Мясистый, бритый наголо, похожий на очеловеченную свинью, Фриновский.
Белолицый, лысеющий, с тонкими чувственными губами, в штатском свитере, в разбитом пенсне, – Берия.
Меркулов с тяжелыми брылями.
Пухлощекий, славный мальчик Абакумов.
Располовиненный электричкой, кое-как держащийся вместе опальный Круглов.
Толстогубый, ушастый Игнатьев, ответственный за “дело врачей”, сосланный куда-то в татарскую глушь.

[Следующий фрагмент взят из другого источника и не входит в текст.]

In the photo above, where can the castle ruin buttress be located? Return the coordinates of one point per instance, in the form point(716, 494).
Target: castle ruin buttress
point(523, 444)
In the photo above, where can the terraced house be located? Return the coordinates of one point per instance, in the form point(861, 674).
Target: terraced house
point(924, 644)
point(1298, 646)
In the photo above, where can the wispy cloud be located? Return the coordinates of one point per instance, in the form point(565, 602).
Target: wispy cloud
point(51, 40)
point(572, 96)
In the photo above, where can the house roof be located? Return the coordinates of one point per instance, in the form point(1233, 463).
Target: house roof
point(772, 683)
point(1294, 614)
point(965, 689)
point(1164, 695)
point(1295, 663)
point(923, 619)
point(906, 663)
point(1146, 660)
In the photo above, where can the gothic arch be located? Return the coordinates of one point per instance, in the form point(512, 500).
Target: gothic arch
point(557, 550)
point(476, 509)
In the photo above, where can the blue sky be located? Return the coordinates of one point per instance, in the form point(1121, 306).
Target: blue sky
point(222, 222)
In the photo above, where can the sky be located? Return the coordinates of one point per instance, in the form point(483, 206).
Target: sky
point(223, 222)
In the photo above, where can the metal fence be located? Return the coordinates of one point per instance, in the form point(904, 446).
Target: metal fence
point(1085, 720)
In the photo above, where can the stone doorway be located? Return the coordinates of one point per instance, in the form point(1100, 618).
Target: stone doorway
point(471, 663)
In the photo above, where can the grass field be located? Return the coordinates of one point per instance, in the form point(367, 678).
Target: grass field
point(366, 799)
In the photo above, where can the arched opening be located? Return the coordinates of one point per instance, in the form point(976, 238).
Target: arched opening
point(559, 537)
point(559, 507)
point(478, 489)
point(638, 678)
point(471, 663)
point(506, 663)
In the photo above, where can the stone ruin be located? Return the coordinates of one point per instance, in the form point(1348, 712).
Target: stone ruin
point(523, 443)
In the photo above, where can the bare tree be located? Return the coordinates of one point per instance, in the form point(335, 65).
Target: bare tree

Бледный, недвижный, еще пораженный своей недавней смертью Андропов.
Двенадцать.
Двенадцать кого?
Шевкунов отступил на шаг.
И услышал, что коридор уже не пуст.
За всеми дверями слышны голоса. Напряженные. Тревожные. Испуганные.
Шевкунов чуял тембр, тон этого страха. Угадал его на слух. Он сам однажды так боялся.
Он ведь из низов сюда попал. Из строительного управления МГБ. Начинал, командуя зэками на стройплощадке. Дом они строили, жилье для сотрудников в одном северном городе.
Заключенные неплохо справлялись: опытные. Вот только нашелся один, Шмель его звали, – баламут.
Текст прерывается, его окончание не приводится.